Zusammengetragen von Amelie Kaufmann

1 Front Endocrinol (Lausanne) 2012; 3: 50. Published online 2012 Mar 30. doi: 10.3389/ fendo.2012.00050 PMCID: PMC3355884).
2 Hollowell, JG et al,. J Clin Endocrinol Metab 2002 Feb;87(2):489-99.
3 Razvi, S et al., J Clin Endocrinol Metab 2008; 93; 2998-3007.
4 Oppo, A et al., J Endocrinol Invest 2011 June;34(6): 449-453.
5 Negro, R et al., J Endocrinol Invest 2007;30: 3-8.
6 Psanu, A et al., Chirurgia Italiana 2003; 55: 365-372.
7 Fiore, E, Vitti, P, J Clin Endocrinol Metab 2012; 97: 1134-1145.
8 Haddow, JE et al., N Engl J Med 1999; 19; 341(8):549-55.
9 Spencer, C et al., Thyroid. 2003 Jan;13(1):3-126.
10 Hennie, A et al.,Clin Endocrinol 2009;71(5), 746-751.
11 Harder, L et al., J Neuroendocrinol. 2018; 30(3): e12573.

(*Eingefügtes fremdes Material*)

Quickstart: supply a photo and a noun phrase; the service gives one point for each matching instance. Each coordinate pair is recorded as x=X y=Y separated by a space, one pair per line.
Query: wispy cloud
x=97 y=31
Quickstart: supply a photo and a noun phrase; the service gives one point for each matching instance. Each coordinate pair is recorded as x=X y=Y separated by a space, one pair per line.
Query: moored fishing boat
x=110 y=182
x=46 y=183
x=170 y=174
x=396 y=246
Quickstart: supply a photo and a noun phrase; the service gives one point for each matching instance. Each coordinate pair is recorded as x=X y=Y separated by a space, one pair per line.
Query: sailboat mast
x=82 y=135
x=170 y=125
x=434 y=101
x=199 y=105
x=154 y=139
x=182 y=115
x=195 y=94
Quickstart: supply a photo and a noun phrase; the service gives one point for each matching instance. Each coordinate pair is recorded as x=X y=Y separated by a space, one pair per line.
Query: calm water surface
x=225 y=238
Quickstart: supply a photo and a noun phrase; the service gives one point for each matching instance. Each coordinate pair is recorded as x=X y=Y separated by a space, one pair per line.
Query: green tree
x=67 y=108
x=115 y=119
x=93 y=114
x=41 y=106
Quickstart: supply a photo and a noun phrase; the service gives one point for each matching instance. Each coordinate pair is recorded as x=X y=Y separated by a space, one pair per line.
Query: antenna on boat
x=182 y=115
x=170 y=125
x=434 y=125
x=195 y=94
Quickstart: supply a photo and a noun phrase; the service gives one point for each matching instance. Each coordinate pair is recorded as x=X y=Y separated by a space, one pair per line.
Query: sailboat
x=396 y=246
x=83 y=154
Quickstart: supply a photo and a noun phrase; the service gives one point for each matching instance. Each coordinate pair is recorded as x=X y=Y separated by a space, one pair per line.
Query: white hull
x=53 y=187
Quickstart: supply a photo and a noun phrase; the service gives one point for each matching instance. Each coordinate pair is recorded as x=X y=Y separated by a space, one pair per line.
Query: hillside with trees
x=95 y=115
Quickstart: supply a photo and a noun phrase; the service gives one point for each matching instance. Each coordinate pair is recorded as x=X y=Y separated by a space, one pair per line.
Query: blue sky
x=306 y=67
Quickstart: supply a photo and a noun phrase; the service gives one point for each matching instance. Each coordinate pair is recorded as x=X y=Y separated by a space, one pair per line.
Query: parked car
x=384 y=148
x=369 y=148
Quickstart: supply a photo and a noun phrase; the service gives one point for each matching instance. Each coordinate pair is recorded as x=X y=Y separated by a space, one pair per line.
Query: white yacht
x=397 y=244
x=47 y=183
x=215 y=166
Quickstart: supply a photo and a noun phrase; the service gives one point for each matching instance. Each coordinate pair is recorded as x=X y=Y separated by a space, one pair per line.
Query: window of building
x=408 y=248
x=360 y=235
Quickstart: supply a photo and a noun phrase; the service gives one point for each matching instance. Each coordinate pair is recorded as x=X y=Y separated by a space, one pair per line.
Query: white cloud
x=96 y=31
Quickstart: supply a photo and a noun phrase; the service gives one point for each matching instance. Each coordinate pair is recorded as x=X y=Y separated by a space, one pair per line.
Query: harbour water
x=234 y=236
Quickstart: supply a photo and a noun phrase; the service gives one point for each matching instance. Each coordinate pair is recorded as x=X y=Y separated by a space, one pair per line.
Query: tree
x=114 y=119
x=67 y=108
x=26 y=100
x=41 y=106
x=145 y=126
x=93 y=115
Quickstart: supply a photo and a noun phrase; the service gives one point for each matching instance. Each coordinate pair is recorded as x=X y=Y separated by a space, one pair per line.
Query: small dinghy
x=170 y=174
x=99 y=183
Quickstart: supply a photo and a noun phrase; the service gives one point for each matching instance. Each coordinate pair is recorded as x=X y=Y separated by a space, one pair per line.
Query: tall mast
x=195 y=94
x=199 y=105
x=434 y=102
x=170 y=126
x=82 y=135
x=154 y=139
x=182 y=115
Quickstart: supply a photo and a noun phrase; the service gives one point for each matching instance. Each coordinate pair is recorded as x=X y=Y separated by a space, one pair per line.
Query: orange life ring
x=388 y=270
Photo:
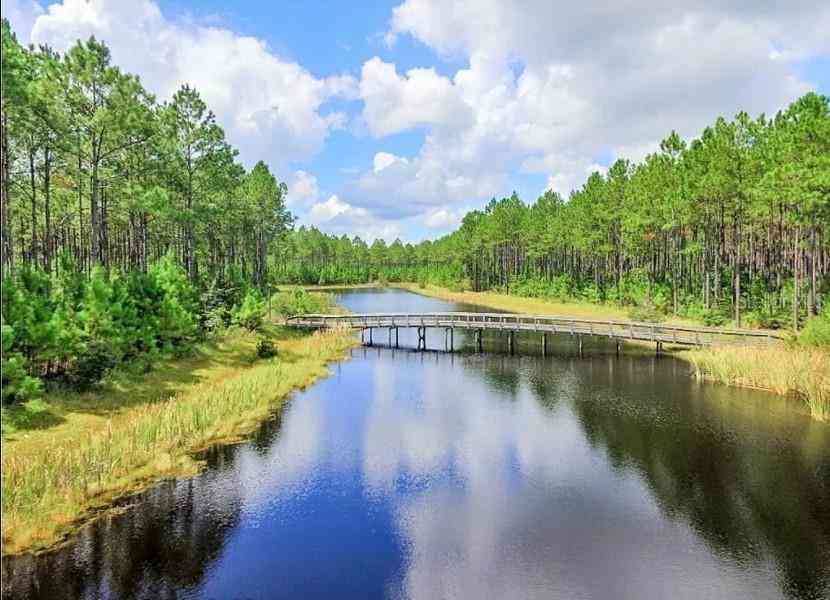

*Die Angaben basieren auf Praxiserfahrungen. Beim Nachweis von Jod im Urin bei Schwangeren wurde der Nachweis bei einer Menge von 280 µg Jod positiv. Dieser Wert galt für eine Schwangere in Köln im Jahr 2012. Zu anderen Zeiten und in anderen Regionen wird man einen anderen Wert finden.

Quelle: „Schilddrüsenstörungen in der gynäkologischen Praxis“ Dr. med. Werner Schützler im Rahmen der Gyn-for-life Präventions­medizin für die Praxis am 23.02.2019 in Köln.